Friday 200 CEOs/Business leaders/Policy and thought leaders will gather at the JFK Library for a Summit on “Business Leadership and Public Policy.” The idea is to get more business leaders more engaged in helping to “invent a more sustainable economy” and to promote economic growth that is socially and environmentally responsible. Senate candidates (All but Coakley and Brown) have confirmed their participation in a forum; and Governor Deval Patrick and US Rep. Niki Tsongas will participate as well along with Rep. Jay Kaufman (Lexington) and many prominent state policy leaders. And the business leaders represent a wide range of sectors, including clean energy, biotech, life sciences, technology, financial services, real estate, manufacturing and others.

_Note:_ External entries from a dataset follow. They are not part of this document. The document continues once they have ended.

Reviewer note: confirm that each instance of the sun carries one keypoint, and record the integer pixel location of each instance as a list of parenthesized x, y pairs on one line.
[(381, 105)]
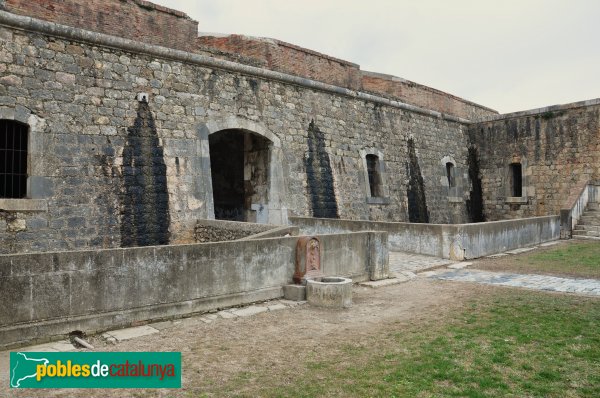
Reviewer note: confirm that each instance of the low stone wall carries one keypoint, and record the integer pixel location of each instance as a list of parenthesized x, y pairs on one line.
[(454, 241), (575, 205), (47, 295)]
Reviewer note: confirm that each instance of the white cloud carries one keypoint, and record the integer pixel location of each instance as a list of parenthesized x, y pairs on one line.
[(509, 55)]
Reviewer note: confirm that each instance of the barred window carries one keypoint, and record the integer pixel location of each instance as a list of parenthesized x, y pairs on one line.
[(13, 159)]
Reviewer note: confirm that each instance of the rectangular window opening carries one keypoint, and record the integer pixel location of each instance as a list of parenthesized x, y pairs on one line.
[(374, 176), (450, 175), (13, 159)]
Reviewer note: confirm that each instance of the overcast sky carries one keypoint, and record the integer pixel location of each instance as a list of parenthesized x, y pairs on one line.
[(509, 55)]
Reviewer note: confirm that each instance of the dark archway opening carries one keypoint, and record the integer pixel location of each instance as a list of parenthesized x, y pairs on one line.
[(239, 165)]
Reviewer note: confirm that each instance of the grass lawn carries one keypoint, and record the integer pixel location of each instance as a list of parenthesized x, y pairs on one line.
[(572, 258), (503, 343)]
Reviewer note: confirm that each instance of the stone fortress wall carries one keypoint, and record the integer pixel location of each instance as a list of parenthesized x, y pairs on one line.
[(97, 149)]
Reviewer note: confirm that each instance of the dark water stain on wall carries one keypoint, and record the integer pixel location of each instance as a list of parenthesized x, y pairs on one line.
[(475, 201), (320, 176), (144, 198), (417, 203)]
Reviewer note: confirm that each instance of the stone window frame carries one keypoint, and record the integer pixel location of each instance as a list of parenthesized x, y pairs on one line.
[(508, 177), (455, 194), (38, 186), (375, 200)]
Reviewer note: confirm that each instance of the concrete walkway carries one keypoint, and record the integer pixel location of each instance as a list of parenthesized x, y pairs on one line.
[(537, 282)]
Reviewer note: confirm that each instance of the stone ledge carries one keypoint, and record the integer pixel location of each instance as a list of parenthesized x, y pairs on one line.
[(23, 205), (101, 39)]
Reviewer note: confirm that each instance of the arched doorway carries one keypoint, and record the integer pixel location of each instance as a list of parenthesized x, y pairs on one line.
[(239, 163)]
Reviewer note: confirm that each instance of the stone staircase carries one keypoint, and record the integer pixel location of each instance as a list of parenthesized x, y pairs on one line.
[(588, 226)]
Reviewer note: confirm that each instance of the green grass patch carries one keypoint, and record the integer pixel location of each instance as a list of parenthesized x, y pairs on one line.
[(509, 343)]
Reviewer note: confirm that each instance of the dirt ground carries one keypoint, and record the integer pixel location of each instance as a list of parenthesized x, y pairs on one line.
[(214, 354)]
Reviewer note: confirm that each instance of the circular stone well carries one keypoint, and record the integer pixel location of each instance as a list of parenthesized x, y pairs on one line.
[(329, 292)]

The event is being organized by the emerging Progressive Business Leaders Network which already includes over 100 CEOs and top officers who share this vision. The PBLN agenda so far includes positions in favor of putting a price on carbon emissions to fight climate change, adopting aggressive healthcare cost containment consistent with the recommendations of the MA Global Payment Commission, and Comprehensive Innovation in education along the lines of the Readiness program proposed by Governor Patrick, and the Innovation in Education bill that passed in the Senate just today.

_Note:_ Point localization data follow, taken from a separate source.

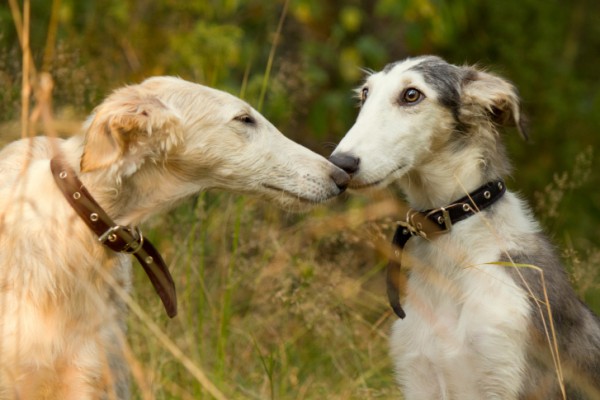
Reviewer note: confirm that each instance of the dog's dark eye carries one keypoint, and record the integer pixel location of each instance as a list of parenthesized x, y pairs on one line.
[(411, 96), (364, 93), (246, 119)]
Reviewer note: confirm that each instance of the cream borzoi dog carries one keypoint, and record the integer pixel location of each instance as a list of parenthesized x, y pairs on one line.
[(476, 320), (146, 147)]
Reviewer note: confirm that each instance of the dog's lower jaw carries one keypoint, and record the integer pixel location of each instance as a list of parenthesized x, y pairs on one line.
[(292, 201), (382, 182)]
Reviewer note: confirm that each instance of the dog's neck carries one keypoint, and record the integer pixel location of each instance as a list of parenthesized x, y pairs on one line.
[(443, 178), (131, 199)]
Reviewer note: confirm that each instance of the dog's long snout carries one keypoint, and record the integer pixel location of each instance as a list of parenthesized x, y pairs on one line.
[(340, 178), (345, 161)]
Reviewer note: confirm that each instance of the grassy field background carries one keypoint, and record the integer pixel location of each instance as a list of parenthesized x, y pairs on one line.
[(292, 306)]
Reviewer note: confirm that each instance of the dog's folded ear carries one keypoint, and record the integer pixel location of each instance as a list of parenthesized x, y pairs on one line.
[(484, 94), (127, 128)]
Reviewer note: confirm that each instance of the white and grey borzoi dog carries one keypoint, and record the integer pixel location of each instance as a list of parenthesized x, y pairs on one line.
[(146, 147), (475, 307)]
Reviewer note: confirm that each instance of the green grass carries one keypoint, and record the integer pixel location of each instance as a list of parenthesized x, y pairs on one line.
[(268, 309)]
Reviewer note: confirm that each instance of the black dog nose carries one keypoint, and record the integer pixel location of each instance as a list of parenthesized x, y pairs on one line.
[(340, 178), (345, 161)]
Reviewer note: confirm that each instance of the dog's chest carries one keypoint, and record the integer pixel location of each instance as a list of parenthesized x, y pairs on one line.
[(466, 317)]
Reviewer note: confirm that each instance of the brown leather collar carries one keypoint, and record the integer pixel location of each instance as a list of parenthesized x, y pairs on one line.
[(434, 222), (116, 237)]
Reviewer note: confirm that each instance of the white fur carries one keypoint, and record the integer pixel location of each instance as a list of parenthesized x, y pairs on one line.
[(145, 147), (466, 327)]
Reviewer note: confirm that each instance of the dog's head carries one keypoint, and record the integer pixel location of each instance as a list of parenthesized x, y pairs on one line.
[(187, 137), (419, 114)]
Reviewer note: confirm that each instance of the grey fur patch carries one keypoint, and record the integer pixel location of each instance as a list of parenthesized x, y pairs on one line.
[(577, 328), (446, 79)]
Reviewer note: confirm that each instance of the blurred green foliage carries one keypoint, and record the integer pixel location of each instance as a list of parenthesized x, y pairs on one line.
[(549, 49)]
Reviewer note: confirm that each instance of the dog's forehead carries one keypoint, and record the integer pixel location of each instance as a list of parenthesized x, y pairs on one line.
[(440, 79)]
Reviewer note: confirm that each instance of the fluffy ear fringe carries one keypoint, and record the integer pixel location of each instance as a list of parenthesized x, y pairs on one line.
[(128, 127), (494, 97)]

This network is just getting started, evolving from a series of peer-to-peer conversations among business leaders that concluded the conventional wisdom about what is good for business is just not good enough. Many entrepreneurs, and CEOs in emerging companies that make up the future of our economy simply do not feel represented by what we all generally know as the “pro-business” point of view.

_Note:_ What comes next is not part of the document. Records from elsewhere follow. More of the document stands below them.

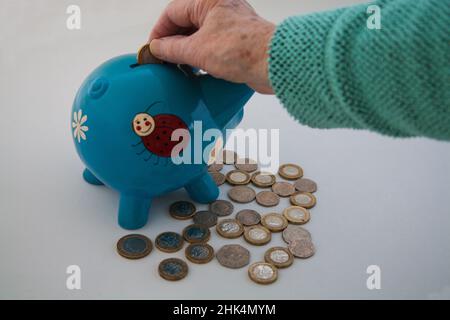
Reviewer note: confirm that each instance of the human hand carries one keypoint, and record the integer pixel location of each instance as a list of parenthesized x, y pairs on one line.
[(225, 38)]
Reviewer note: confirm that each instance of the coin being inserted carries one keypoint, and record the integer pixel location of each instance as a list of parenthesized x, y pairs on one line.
[(134, 246), (303, 199), (230, 228), (280, 257), (263, 273), (296, 214), (173, 269), (275, 222), (196, 233), (199, 253), (290, 171), (169, 242), (257, 235), (233, 256)]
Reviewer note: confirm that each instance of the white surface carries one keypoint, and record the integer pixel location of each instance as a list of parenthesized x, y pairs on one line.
[(380, 201)]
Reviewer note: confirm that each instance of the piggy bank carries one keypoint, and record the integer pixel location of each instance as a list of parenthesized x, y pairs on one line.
[(124, 119)]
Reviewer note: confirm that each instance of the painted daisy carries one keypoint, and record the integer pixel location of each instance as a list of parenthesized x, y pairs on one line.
[(78, 126)]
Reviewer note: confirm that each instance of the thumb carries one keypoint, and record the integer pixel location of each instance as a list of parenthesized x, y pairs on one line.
[(174, 49)]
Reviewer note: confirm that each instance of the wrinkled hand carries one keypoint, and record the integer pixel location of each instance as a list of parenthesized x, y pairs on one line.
[(225, 38)]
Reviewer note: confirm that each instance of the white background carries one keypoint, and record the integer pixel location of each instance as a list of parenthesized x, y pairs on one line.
[(381, 201)]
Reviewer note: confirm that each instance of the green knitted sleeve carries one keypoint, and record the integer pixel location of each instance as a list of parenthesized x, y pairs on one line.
[(331, 71)]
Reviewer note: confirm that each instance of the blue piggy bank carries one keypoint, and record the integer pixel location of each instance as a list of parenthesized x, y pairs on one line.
[(124, 116)]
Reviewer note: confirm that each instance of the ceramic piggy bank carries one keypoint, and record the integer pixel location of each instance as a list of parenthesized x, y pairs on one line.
[(124, 116)]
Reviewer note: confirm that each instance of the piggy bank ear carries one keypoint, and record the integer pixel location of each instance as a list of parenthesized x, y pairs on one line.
[(98, 87)]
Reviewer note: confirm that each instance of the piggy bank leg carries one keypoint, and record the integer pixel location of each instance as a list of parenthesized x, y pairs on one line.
[(90, 178), (203, 189), (133, 212)]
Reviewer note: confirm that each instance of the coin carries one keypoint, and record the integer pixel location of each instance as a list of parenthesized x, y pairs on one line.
[(290, 171), (238, 177), (173, 269), (230, 228), (145, 56), (134, 246), (293, 232), (257, 235), (275, 222), (305, 185), (267, 198), (242, 194), (221, 208), (206, 218), (248, 217), (182, 210), (263, 273), (246, 164), (196, 233), (302, 248), (283, 189), (263, 179), (219, 178), (169, 242), (233, 256), (296, 214), (199, 253), (303, 199), (280, 257)]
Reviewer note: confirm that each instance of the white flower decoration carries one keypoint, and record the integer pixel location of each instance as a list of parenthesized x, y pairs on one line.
[(78, 128)]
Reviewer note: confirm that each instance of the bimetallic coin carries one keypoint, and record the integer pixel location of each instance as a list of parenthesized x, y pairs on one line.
[(242, 194), (199, 253), (263, 273), (283, 189), (196, 233), (263, 179), (275, 222), (290, 171), (205, 218), (248, 217), (267, 198), (257, 235), (230, 228), (182, 210), (305, 185), (303, 199), (134, 246), (246, 164), (296, 215), (233, 256), (173, 269), (280, 257), (221, 208), (302, 248), (218, 178), (145, 56), (237, 177), (169, 242)]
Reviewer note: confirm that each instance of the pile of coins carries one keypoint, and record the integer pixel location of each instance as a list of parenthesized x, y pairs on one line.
[(256, 229)]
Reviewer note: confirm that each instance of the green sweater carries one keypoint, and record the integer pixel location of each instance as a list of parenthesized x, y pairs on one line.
[(331, 71)]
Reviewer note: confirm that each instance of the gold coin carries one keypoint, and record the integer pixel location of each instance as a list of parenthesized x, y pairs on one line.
[(257, 235), (263, 272), (145, 56), (238, 177), (303, 199), (230, 228), (275, 222), (296, 215), (290, 171), (263, 179), (280, 257)]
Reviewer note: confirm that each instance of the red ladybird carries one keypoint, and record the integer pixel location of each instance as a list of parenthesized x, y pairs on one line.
[(156, 132)]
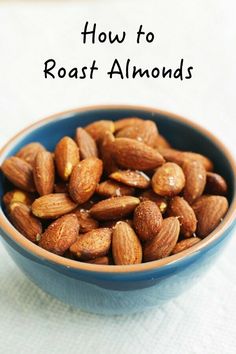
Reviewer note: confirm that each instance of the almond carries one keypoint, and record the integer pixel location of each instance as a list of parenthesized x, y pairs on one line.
[(60, 235), (164, 242), (144, 131), (168, 180), (44, 172), (19, 172), (93, 244), (179, 157), (136, 179), (209, 212), (147, 220), (16, 195), (66, 157), (105, 147), (215, 184), (86, 222), (161, 202), (29, 152), (185, 244), (51, 206), (98, 128), (84, 179), (24, 221), (135, 155), (180, 208), (126, 247), (126, 122), (114, 208), (113, 189), (86, 143), (195, 175)]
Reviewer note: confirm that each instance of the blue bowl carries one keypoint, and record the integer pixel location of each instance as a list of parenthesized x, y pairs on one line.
[(120, 289)]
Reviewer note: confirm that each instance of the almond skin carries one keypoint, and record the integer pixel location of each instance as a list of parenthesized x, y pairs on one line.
[(51, 206), (179, 157), (168, 180), (84, 179), (215, 184), (126, 122), (209, 212), (180, 208), (16, 195), (195, 175), (86, 143), (98, 128), (144, 131), (185, 244), (60, 235), (30, 151), (161, 202), (114, 208), (44, 172), (24, 221), (136, 179), (113, 189), (66, 157), (93, 244), (19, 172), (147, 220), (126, 247), (164, 242), (135, 155)]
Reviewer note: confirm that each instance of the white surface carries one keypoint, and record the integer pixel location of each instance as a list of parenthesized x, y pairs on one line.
[(203, 320)]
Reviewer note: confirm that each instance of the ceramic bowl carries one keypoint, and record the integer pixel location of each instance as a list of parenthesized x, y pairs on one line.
[(120, 289)]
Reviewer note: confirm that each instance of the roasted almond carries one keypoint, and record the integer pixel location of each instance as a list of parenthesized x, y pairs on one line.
[(16, 195), (144, 131), (161, 202), (126, 122), (44, 172), (24, 221), (98, 128), (180, 208), (135, 155), (84, 179), (86, 222), (147, 220), (110, 189), (60, 235), (29, 152), (209, 212), (114, 208), (168, 180), (51, 206), (136, 179), (185, 244), (126, 247), (163, 243), (86, 143), (195, 176), (179, 157), (215, 184), (93, 244), (19, 172), (66, 157), (105, 148)]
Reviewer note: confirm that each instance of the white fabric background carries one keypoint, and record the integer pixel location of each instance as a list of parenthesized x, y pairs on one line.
[(203, 320)]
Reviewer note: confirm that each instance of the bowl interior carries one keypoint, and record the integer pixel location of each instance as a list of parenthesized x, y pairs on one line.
[(181, 134)]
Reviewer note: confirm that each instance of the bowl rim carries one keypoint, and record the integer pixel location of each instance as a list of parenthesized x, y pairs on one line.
[(39, 252)]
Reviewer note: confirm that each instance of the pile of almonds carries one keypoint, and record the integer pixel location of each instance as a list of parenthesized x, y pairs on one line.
[(117, 193)]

Together with partners from the foundation, non-profit, and public sectors, PBLN intends to emerge as a key driver of ideas about what is really good for business and good for the economy and society in the long run: sustainable (shared and lasting) prosperity that is not at odds with social and environmental justice. Getting to that new vision means breaking down barriers and bringing new voices/ideas/data into the discussion – voices that too often remain silent rather than speak out against the grain of the business community.
The US Chamber of Commerce has made the need for this movement of progressive business leaders very clear. The future of our economy and our prosperity and environment surely does not lie with the vision of those who are trying to block both climate change and healthcare reform legislation in Congress.
My role (frankly as a leader of non-profits, not for-profits) is to help organize this powerful community into something capable of transformative change–for those who participate and for the discourse on issues surrounding “what is good for business” and what is good for all of us. So far the leadership I have seen is inspiring. Friday will be a key to galvanizing our community and setting a course for further impact. Our working groups will continue to develop the PBLN agenda beyond the Summit, and we will go to Washington with our network in April as we have done before. We have the opportunity to ignite something that could cross the country quickly for a new generation of business leaders, engaging deeply with the most challenging questions of our time.